LIFESTYLE - As soon as I mention the word “wine” at family gatherings, tensions rise and moods become serious as people grapple to remember their swanky wine jargon.
To really enjoy wine, do you need to know the pH level, the residual sugar, the acidity levels and the tannins?
“All that clutter is for you to sound clever at the expense of my pleasure,” my dad would say. He’s a veteran wine drinker, albeit he can’t even pronounce “cabernet sauvignon” and you know what? He doesn’t need to.
Wine enjoyment is relative. Through years of using my dad as a guinea pig, I’ve learnt to appreciate the most simplistic approach to wine: choose a bottle to drink and hope that you enjoy it. If you find yourself cruising through a second bottle, then that must be the wine for you. Once you’ve discovered what it is you like, you can then begin to experiment with savouring it alongside some of your favourite dishes. You will see that food changes the dynamics of wine, hopefully transforming it into something extraordinary.

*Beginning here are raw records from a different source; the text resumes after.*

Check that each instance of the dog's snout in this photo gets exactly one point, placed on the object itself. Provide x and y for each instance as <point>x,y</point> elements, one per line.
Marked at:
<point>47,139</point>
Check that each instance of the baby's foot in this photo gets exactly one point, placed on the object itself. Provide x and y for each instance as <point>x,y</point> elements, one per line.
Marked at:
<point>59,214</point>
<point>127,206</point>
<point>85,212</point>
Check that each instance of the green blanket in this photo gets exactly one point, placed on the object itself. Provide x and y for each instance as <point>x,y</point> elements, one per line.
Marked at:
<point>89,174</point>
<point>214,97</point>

Do not be intimidated by the tasting notes a sommelier gives. “English gooseberry”, “cat’s pee”, “limestone minerality”, those are flavour profiles experienced completely subjectively depending on who is doing the tasting. I’ve never owned a cat, so can’t say what it’s pee would taste like and I’m not one to go around sampling limestone either. The only gooseberry I know is the Cape gooseberry, which is markedly different to the English variety.

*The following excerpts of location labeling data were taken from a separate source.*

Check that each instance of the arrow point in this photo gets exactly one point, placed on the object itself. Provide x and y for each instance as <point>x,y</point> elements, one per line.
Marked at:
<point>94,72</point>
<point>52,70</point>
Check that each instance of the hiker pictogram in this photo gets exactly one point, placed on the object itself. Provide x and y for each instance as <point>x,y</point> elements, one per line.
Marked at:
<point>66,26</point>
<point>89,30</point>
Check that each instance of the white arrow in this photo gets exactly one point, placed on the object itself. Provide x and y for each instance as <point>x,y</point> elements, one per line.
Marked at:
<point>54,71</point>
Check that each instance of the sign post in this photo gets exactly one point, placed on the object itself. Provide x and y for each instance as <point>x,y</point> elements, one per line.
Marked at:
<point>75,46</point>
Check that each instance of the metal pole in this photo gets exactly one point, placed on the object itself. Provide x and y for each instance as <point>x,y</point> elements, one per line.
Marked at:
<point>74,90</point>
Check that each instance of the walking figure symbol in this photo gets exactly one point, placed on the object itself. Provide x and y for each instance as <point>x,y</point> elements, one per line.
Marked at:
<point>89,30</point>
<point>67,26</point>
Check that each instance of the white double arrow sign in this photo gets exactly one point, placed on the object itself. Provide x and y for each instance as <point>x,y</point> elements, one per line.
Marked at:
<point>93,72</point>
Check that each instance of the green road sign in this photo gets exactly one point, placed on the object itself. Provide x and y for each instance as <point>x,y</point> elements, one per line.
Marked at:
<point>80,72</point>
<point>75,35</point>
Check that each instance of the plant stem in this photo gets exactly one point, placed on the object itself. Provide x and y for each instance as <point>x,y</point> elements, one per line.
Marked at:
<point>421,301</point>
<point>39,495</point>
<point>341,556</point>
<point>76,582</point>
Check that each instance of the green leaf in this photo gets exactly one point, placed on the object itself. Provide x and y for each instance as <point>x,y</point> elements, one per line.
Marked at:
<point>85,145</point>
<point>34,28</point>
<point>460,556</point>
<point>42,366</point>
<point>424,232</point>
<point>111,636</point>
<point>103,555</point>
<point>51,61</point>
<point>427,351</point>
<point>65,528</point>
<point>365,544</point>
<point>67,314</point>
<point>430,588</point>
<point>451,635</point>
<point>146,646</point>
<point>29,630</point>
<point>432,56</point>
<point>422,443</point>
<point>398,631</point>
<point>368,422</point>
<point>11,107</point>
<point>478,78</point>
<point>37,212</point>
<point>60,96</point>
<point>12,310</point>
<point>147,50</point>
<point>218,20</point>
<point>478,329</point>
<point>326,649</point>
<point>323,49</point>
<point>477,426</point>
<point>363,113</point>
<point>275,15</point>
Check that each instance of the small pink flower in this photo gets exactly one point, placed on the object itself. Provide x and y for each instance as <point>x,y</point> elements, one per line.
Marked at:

The reality is, someone might enjoy an aged shiraz with a medium-rare fillet steak, but there is also nothing wrong with one preferring a dessert wine, whose residual sugar sits at 300g/l, with a T-bone prepared well-done, all topped with a similarly sweet gravy. Food and wine pairing isn’t a science or a matter of right versus wrong, but rather an experimental fusion of flavours for the purpose of creating a sensational, joyful experience for you, the diner. In a nutshell, it is hedonism.

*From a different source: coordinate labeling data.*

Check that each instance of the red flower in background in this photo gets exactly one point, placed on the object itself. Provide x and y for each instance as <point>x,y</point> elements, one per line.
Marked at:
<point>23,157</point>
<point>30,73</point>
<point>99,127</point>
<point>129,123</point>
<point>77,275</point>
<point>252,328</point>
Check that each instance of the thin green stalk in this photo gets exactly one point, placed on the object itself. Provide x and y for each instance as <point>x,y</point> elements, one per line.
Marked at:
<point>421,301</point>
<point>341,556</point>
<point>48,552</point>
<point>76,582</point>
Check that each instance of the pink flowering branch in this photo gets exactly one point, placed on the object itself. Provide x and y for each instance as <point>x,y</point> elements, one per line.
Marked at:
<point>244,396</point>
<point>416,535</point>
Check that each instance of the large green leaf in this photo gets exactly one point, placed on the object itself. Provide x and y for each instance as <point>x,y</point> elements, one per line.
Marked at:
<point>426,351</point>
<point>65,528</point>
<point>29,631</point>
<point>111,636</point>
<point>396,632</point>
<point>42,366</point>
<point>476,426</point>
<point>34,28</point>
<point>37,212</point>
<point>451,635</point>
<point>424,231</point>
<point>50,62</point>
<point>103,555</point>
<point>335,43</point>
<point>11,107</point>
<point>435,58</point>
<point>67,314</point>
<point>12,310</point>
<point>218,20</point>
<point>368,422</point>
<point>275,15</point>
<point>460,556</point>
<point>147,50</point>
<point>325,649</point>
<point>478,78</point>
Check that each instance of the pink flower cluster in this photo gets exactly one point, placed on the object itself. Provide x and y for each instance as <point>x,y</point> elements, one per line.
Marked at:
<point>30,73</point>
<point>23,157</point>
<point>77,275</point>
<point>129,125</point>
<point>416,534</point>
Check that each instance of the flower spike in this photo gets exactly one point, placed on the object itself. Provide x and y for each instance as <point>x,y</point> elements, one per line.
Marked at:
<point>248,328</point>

When it comes to enjoying wine, one might ask if it is wrong to add ice? The answer is simple, as it is your wine after all. For anyone who says it is not ok, what they have is not wine knowledge, what they have is audacity. As a sommelier, there’s much I have seen and have never taken offence to… an exception to this is when I once gifted my brother a bottle of 1986 Meerlust Rubicon, the year of his birth. His swift dunking of a Berocca tablet into the magnificent vintage is still, unfortunately, something that irks me to this day.